Directions:
- Preheat oven to 350°F (175°C). Grease and flour a 9 x 13-inch baking dish.
- Combine flour, baking powder, and salt in a mixing bowl. Set aside.
- In a separate bowl, mix the egg yolks and 3/4 cup granulated sugar until light and creamy.
- Stir milk and vanilla extract until well mixed.
- Gradually fold the dry ingredients into the egg yolk mixture until just incorporated.
- In a separate clean mixing bowl, whisk the egg whites until soft peaks form. Gradually add remaining 1/4 cup granulated sugar and continue whisking until stiff peaks form.
- Gently fold the whipped egg whites into the cake batter until evenly mixed.
- Pour the batter into the prepared baking dish and spread it evenly.
- Bake in the preheated oven for 25-30 minutes or until a toothpick inserted in the center comes out clean.
- While the cake is baking, prepare the tres leches mixture by combining evaporated milk, sweetened condensed milk, and cream in a mixing bowl. Whisk until well mixed. Set aside.
- Once the cake is baked, remove it from the oven and let it cool slightly in the baking dish.
- Use a fork or skewer to poke holes in the surface of the warm cake.
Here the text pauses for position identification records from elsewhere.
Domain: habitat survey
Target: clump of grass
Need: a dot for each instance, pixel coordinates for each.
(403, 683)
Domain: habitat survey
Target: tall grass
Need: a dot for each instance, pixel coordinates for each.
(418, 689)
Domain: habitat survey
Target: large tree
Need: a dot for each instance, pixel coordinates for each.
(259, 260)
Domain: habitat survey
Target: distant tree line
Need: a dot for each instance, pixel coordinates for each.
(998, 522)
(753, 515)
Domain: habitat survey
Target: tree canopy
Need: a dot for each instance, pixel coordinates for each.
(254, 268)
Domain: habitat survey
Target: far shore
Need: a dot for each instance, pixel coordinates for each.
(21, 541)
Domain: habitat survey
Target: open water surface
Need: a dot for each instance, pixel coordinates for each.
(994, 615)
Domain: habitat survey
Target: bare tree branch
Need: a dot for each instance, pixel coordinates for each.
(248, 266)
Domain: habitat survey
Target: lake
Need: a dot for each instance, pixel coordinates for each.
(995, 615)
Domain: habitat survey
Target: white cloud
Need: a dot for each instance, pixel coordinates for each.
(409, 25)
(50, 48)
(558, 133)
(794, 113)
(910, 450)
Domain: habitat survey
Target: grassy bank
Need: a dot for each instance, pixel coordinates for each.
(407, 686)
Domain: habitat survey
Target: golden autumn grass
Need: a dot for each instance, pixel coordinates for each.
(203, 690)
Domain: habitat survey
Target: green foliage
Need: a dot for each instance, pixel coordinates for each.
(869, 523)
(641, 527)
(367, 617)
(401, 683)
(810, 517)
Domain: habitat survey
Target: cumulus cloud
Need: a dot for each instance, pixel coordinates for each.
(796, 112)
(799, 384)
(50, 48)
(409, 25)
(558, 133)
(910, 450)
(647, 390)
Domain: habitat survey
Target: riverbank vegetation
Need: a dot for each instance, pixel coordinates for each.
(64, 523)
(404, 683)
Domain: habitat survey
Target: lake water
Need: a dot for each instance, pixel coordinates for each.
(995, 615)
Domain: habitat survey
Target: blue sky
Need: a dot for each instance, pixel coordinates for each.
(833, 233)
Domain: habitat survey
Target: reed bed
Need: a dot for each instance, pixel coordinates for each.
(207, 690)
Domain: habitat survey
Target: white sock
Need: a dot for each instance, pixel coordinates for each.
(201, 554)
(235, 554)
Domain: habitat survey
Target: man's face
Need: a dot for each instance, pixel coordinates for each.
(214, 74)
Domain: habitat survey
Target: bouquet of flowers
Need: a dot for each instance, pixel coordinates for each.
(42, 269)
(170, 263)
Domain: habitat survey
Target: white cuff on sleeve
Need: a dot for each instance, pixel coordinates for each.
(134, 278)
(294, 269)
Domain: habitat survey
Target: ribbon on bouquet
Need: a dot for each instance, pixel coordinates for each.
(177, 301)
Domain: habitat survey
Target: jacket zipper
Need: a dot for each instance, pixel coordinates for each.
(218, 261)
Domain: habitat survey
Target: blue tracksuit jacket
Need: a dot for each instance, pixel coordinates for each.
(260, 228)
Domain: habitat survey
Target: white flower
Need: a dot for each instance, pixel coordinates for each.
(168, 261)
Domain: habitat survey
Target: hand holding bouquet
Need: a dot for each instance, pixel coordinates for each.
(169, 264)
- Slowly pour the tres leches mixture over the warm cake and let it absorb evenly. Cover cake with plastic wrap and refrigerate for at least 4 hours or overnight to allow flavors to blend and cake to absorb liquid.
- Before serving, prepare whipped cream by mixing heavy cream, powdered sugar, and vanilla extract until stiff peaks form.
- Spread whipped cream on top of the cooled cake and garnish with sliced strawberries.
- Slice the Strawberry Tres Leche Cake and serve chilled for creamy, delicious goodness.
- Cover leftover cake with plastic wrap and store in the refrigerator for up to 3 days.